Autocorrect does not like Simla.
> Very little we do in the west would alter the trajectory inside China,

We altered the trajectory by making a pact with Mao, who bears the honor of more killings on his name than Hitler.

> Accusations against intellectuals and politicians in the west are at best polemic, and at worst bad faith. The author simply wants to bash western intellectuals they disagree with.

I think your criticism is a bit shallow here. Kissinger did sell the pact with Mao as a strategic outmaneuver of the Soviet Union. But his main point is that "Wandel durch Handel" (as the Germans insisted on in the last decades towards Russia despite US warnings) is just an eufemism of "lets make money".

I guess you'd have seen how big western brands bend over to China to betray human values. Apple, Tesla, Google you name it, they all sold their soul (if there would have been anything left) for more, more.

The result is that in the West people gets cynical or don't think about human values as worthy to uphold anymore. Its a slippery slope. To the surprise of the autocrats, we are not morally dead yet. Putin thought we would bend over again for some coins, calculating that we already went in a deadly, eternal sleep. Us acting for once altered Xi's calculation wrt Taiwan.

> China hasn't invaded anywhere outside its own territory for a long time

You should wonder why every neighbor of China is wary or is having a conflict right now. You should pay closer attention to Hong Kong, look even more closely how the Party deals with Han-Chinese vs non Han Chinese, and how any one not Chinese enough ends up in a concentration camp.

> (We're not wrong to seek the social justice. It's hurt us economically because China doesn't and pays well)

"We're not wrong..." You are missing the forest for the trees I am afraid. One of the central themes of the CCP and Putin is that they support autocracies and try to thwart democracies. The biggest threat to any autocratic leader is democracy, the rule of law and innate rights for the people. They call their disgust for those matters as striving for multi-polarity. The rule based world order is what they try to overthrow. For that, they need support from the oligarchs in the West. They need their capital and the knowledge of the free world. Our billionaires brought it, they are bending more on request.

This is not just hurting us a a by product, it is a win-win for the CCP.

This is a bit ahistorical. "We" made a pact with Mao because it was expedient in war against Japan. We made a pact with Stalin for the same reason, and Tito. Chiang Kai Shek wasn't able to keep control and had actively collaborated with Japanese forces when it suited him.

Western arms did not prevent or provoke CSKs abandonment of the mainland. Mao wasn't armed by the west.

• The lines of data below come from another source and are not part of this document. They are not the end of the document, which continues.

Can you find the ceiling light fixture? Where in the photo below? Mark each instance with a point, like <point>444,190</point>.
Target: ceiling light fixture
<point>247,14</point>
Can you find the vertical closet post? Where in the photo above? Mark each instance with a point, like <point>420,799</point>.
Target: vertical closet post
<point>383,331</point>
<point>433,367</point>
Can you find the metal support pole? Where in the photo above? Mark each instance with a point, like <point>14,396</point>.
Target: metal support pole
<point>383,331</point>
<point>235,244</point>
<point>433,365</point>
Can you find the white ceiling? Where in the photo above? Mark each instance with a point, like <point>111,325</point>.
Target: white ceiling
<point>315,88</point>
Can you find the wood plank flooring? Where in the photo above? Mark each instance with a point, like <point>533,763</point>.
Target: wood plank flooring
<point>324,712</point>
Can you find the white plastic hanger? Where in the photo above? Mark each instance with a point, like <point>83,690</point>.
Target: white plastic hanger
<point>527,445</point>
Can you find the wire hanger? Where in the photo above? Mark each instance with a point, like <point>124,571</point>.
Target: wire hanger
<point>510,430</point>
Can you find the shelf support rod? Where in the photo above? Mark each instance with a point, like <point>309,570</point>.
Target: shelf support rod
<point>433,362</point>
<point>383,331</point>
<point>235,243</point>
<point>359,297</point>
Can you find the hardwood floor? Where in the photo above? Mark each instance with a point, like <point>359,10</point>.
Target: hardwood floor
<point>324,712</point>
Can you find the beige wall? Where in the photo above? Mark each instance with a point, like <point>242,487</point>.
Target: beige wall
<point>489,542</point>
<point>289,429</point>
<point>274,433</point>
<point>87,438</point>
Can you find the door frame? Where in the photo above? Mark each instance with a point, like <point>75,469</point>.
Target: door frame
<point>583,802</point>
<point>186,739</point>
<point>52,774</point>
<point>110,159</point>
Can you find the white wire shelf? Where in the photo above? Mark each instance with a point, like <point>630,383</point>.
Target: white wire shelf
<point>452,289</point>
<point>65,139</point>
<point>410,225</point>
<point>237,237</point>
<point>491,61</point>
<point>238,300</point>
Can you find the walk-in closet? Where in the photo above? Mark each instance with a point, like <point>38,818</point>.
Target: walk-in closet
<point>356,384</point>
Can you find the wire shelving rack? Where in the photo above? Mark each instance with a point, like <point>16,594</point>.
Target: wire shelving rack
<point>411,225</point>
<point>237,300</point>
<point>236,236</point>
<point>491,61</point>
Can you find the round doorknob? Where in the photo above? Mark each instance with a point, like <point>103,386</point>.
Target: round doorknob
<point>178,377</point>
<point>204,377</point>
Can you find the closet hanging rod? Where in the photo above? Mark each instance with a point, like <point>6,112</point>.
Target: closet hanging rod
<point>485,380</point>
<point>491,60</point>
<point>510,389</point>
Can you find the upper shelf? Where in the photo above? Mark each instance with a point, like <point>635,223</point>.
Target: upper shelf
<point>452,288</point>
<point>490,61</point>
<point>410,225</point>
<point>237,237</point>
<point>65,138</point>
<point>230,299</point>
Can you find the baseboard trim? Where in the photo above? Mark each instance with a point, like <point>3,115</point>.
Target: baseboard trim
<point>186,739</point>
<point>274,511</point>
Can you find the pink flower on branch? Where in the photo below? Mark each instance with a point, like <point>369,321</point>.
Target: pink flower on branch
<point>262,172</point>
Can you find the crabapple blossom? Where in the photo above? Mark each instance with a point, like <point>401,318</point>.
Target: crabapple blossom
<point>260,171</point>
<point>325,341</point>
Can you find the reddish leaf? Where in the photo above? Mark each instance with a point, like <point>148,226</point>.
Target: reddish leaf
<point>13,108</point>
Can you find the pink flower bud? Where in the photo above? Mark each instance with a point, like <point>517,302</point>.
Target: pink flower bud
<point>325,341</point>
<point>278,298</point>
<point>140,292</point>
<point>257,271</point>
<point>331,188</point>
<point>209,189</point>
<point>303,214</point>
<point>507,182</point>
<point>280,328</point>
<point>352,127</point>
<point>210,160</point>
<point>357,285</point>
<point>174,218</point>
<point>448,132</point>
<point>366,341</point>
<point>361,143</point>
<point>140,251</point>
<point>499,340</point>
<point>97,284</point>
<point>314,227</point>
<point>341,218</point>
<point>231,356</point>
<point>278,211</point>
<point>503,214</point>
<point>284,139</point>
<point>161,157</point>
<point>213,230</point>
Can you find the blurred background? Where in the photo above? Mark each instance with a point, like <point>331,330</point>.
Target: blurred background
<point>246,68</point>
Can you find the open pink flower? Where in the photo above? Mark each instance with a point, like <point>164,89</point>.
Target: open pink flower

Mao's insane famine inducing policy, his rapprochement with the USSR and breakup, his involvement in the Korean war was all in the future, as was Kissinger and Nixon. At the time, needing bases to bomb the Japanese heartland, making a pact with Mao made sense. Do you argue otherwise from non post-hoc reasoning?

My biggest fear is a post-Xi destabilising China-internal fight for control. It's more likely it leans to Russia than not. No claimant to controlling the Chinese autocracy will want to look weak and agreeing to western norms will look weak, where selling arms to a fellow autocrat and sourcing cheap oil looks clever.

Xi must be weaker now than he's ever been, caving in on covid restrictions caused predictable chaos. He's off-brand. It's worrisome.